When Pennsylvania State Representative Larry Farnese (D- Philadelphia) learned that a serial rapist in his hometown might have been able to continue his crime spree because police did not have DNA evidence that could have linked him to multiple crimes, he called for a hearing to find out what was going on with the system. Police records show they had the DNA of the accused rapist in hand for nearly three months before it was added to the database where it could be matched to the other crimes.
What Farnese found was that at one time the state DNA lab was working with an 80-day backlog, which has been whittled down to 60 days in recent months. Farnese says the goal is to get it down to 14 days in the near future. However, he notes that in many European countries a one-week backlog is considered to be unacceptable.
Farnese says during the hearing it became clear to him that the employees in the lab are working as hard as they can. He says the number of employees and the equipment available limits the lab’s workload.

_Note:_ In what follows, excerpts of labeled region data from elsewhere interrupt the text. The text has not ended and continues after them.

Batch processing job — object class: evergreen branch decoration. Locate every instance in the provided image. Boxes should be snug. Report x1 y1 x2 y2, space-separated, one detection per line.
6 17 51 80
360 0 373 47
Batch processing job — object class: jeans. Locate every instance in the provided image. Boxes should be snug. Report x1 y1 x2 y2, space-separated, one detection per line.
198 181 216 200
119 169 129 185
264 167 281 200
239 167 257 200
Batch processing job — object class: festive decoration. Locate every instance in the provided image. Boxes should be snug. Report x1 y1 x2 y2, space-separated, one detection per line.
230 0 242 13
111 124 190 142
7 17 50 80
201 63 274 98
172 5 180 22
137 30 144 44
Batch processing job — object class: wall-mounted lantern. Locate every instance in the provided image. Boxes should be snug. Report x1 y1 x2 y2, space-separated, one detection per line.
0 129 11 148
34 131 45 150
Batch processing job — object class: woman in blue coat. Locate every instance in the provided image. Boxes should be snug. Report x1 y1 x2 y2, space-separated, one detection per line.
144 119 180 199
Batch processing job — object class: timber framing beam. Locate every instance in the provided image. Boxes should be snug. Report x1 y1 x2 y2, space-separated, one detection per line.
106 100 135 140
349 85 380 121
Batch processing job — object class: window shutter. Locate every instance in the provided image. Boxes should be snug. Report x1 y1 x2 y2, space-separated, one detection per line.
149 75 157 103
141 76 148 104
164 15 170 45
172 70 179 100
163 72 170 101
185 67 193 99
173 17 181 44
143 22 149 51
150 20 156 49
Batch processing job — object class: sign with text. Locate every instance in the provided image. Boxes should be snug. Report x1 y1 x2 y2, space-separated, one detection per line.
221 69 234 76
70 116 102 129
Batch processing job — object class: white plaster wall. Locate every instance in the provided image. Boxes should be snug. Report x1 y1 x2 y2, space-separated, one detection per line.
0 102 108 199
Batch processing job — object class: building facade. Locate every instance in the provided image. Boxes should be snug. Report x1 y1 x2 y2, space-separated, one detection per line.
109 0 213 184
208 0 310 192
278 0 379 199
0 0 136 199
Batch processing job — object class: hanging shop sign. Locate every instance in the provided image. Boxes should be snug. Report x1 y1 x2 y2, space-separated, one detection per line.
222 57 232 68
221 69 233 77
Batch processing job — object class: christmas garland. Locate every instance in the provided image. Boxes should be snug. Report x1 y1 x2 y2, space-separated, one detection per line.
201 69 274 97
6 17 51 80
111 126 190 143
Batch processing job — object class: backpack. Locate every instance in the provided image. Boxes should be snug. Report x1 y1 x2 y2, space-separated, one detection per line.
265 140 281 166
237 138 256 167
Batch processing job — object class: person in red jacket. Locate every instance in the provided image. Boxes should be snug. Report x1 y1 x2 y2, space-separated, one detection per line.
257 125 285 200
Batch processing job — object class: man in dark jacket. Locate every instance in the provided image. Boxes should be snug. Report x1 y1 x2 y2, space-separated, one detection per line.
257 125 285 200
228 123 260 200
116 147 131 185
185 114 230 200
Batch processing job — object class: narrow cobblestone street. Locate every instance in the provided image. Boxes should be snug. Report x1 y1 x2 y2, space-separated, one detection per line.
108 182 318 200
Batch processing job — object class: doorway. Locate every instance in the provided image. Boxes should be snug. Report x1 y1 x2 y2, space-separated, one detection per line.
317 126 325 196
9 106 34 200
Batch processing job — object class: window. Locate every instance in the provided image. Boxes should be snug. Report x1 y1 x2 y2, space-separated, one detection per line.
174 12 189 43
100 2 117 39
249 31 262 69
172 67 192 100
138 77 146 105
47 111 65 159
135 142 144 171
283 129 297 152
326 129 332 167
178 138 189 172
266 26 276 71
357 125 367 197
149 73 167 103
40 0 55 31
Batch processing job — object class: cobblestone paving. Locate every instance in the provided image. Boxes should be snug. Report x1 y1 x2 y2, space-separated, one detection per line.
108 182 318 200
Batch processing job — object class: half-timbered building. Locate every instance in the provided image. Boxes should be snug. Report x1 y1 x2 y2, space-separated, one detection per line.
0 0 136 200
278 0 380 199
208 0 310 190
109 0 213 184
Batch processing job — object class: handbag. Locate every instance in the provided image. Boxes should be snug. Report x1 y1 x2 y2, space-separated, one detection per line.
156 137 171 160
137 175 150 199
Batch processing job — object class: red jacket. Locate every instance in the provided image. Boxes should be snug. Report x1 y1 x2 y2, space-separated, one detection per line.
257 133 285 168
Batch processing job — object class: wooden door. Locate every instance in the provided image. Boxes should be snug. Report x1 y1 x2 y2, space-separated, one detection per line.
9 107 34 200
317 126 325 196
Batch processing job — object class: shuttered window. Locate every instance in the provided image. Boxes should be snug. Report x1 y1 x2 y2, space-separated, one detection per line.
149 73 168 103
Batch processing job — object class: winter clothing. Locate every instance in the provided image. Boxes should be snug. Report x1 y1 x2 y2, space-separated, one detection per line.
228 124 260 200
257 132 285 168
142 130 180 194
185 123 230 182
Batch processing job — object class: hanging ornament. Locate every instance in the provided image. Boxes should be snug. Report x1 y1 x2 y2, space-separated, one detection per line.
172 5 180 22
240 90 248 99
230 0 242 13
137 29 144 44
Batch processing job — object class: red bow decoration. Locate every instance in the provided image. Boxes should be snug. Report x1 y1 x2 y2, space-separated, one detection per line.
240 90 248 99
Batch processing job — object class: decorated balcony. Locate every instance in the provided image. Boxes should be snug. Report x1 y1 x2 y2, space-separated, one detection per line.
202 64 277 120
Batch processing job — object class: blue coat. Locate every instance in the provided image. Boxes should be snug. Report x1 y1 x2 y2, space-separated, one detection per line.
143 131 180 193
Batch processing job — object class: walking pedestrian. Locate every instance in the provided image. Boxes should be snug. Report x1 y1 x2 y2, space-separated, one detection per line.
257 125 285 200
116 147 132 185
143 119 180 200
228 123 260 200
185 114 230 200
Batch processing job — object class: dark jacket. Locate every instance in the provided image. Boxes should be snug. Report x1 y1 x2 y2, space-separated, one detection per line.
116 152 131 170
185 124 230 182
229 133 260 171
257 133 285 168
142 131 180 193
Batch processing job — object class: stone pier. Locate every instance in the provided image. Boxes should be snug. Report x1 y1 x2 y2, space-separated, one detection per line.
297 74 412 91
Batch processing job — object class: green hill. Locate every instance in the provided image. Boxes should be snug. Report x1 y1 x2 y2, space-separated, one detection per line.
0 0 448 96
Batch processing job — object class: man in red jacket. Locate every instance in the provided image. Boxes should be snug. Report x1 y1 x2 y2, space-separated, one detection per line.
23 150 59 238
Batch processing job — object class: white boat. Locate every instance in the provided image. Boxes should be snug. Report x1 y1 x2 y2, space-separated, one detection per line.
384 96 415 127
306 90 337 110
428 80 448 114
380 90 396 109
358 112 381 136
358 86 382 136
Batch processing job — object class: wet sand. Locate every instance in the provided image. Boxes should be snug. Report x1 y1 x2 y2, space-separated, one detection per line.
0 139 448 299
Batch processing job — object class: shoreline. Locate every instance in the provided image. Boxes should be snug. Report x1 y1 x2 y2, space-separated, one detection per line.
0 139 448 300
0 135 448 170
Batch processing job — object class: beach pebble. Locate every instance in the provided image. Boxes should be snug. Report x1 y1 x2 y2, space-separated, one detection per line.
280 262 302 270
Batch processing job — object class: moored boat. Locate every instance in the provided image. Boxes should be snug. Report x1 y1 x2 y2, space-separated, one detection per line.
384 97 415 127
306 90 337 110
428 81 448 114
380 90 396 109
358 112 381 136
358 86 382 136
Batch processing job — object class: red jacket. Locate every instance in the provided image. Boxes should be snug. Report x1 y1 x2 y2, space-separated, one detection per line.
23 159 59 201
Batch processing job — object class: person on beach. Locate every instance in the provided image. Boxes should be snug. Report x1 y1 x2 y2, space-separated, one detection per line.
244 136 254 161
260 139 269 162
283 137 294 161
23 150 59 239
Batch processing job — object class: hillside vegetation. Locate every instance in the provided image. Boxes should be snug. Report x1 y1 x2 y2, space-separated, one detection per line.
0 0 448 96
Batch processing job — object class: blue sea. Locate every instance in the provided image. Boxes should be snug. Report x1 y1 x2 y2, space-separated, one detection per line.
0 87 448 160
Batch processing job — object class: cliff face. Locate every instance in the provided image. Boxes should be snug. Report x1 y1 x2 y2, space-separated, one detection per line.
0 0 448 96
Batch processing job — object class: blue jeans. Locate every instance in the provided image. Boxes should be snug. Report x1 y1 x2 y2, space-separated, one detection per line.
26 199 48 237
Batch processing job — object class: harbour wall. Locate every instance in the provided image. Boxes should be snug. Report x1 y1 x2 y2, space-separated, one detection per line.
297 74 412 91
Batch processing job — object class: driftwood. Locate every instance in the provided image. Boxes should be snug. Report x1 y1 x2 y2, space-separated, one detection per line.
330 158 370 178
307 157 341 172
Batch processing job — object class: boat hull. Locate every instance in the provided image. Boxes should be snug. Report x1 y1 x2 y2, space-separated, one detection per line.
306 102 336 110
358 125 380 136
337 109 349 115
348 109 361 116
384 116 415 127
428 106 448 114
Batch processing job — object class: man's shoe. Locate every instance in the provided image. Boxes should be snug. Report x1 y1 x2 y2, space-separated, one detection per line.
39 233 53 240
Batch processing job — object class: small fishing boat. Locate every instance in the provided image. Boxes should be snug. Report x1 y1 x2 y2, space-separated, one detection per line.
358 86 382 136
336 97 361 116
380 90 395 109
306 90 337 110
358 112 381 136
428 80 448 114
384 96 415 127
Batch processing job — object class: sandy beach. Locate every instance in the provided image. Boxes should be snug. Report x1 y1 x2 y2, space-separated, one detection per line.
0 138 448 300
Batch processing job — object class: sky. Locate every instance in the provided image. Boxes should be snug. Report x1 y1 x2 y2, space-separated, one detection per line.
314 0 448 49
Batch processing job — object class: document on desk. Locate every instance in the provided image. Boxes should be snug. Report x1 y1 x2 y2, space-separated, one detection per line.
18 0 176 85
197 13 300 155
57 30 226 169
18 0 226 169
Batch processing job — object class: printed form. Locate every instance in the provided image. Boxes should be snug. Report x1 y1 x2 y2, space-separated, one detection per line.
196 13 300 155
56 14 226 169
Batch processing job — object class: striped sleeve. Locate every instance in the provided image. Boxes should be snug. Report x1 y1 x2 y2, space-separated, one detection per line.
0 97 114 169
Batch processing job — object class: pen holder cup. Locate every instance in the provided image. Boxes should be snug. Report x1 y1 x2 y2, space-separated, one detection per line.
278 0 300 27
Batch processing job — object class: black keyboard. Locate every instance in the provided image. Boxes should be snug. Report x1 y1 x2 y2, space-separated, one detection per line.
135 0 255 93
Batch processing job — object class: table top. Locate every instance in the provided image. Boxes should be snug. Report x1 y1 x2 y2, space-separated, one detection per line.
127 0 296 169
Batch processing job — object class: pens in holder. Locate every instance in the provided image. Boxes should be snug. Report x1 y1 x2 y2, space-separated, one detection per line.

While funding levels were not specifically part of the hearing, Farnese says there was discussion on how to best use the state’s assets, including privatization options. “We determined based upon the hearing that it would cost more to box, protect and ship, then get them back and upload those samples, than it would to do it in house,” says Farnese. “So it is actually more inefficient to ship these to a third party testing lab.” Farnese says last year the state lab processed DNA samples from 1,924 active crime cases and uploaded 23,938 DNA profiles to the database.
The hearing comes as legislation that would increase the number of crimes for which DNA testing is done is making its way through the state legislature. Some believe that bill could increase the number of DNA samples processed by the lab by 400%.